First things first, I need conditional rendering of ui. For some single components I use HOC again, <Can/>:
class Can extends React.Component {
render(){
const { user } = this.props.auth0;
const needPermission = this.props.needPermission;
if(user.permissions.includes(needPermission)){
// render component
}else {
// do not render component
}
}
}
For some base components like menu I use json list of that menu:
export const menuJson = [
{
name: "...",
permission: 'perm1',
baseUrl: "...",
subs: [
{
baseUrl: "...",
name: "...",
permission: "perm2",
},
],
//...
},
]
When I render it from list I use again "if(this.props.auth0.user.permissions.includes(menuPermissionFromList))" and then render or not render it.

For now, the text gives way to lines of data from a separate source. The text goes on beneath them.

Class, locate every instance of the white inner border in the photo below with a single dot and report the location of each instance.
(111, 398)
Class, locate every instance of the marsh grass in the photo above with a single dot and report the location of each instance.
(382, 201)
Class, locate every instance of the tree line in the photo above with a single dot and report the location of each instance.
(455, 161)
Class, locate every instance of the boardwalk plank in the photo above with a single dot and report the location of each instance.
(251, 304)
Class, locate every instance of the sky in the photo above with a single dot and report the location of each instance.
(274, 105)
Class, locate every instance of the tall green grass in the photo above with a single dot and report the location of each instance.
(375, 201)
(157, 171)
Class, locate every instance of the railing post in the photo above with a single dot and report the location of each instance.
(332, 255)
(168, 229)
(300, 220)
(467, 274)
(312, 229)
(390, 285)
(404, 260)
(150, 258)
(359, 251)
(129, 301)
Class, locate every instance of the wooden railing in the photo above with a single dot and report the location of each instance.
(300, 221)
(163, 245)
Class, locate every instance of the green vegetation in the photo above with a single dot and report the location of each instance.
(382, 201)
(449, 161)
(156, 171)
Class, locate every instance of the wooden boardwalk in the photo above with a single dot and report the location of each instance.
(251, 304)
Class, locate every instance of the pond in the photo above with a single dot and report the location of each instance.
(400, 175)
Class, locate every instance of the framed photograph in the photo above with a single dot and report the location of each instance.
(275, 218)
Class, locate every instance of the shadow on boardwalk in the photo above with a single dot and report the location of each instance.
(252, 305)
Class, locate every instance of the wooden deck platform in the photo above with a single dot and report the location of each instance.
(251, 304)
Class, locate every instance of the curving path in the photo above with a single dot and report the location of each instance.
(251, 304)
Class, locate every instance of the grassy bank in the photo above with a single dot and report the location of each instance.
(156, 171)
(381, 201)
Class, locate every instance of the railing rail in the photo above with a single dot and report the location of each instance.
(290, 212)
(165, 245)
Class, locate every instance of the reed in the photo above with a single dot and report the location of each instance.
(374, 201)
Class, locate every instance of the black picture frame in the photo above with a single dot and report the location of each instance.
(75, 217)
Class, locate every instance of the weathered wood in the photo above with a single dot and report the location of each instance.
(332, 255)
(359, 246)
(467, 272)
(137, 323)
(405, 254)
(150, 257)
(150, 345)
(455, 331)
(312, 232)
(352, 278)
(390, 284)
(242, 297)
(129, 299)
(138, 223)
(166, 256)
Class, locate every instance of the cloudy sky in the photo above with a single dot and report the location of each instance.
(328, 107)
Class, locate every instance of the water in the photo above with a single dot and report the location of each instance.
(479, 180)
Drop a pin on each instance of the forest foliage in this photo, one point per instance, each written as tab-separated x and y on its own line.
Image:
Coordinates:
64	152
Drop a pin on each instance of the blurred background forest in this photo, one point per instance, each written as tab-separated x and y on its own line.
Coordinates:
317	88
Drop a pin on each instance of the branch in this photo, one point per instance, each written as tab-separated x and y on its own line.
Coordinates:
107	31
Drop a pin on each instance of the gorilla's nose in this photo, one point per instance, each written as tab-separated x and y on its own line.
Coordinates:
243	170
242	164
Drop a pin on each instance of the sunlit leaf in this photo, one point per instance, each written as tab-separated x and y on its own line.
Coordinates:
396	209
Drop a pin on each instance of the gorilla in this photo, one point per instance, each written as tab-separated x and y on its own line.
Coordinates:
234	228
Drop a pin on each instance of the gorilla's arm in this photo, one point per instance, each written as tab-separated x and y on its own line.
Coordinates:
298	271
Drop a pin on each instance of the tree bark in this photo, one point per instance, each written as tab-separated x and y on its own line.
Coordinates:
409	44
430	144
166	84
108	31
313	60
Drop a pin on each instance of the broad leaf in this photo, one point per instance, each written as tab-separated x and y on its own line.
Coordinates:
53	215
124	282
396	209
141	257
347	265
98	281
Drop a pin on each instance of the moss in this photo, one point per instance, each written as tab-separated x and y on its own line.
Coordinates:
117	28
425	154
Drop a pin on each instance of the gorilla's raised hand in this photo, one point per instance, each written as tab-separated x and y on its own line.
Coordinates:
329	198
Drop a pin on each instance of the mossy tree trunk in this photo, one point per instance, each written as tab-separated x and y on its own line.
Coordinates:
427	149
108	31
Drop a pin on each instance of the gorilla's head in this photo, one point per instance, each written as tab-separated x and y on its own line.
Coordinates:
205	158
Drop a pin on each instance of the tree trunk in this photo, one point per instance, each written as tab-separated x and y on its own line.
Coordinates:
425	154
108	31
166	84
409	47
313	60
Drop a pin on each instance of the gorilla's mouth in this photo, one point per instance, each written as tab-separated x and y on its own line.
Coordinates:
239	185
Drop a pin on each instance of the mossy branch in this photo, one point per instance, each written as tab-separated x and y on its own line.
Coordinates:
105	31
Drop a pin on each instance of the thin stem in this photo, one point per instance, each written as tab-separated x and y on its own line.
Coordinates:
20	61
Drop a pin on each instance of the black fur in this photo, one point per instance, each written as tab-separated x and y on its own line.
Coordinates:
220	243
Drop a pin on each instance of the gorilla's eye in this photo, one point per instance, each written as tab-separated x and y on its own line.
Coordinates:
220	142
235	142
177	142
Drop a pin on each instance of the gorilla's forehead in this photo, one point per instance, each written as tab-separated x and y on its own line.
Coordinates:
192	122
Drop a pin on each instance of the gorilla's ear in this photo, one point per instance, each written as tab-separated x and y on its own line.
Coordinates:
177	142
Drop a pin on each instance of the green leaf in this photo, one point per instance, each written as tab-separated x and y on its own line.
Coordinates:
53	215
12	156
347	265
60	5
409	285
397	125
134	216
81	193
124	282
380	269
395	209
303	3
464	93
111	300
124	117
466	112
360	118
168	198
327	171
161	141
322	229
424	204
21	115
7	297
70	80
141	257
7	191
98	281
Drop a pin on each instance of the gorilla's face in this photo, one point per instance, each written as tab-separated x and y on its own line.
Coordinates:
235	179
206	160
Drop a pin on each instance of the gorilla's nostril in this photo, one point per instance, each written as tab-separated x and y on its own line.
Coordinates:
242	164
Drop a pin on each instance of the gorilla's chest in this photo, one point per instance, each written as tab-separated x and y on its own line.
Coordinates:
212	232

a) Is this correct way? Or first I should save user permissions in redux state and then use it. If so, when I should save it to redux store?
b) I have an extra headache. Now I need somehow to synchronize permissions in Auth0 side with those in my app. Let’s say somebody changed name of permission on Auth0 side, but in my menu generator I have old permission name, hence I will never see the menu rendered. How to solve that?
3. And finally, the most interesting. I have API. I’ve set in Auth0 settings adding permissions to access_token. I do request to my API from frontend, add access_token as Bearer in headers.
On server side in PHP I verify access_token, decode it and get permissions from there. I know that I can trust them as soon as token valid while permissions are inside of it.
I have middleware that checks every request. Each server side route has its own identifier (permission). I have one more list of permission’s names on server side. What I do in middleware: I get permissions for that endpoint (route) from permissions list, and check if it exists in user’s permissions from access_token. Yes - server answers to request, no - it gives back an error.
Where and how exactly do I need those scopes, claims, how Auth0 can help me. I suppose that I do much extra job that auth0 can handle instead of me.
And again I need somehow to sync already three lists of permissions names: auth0 side, my server side and my frontend. I guess it not like it should work.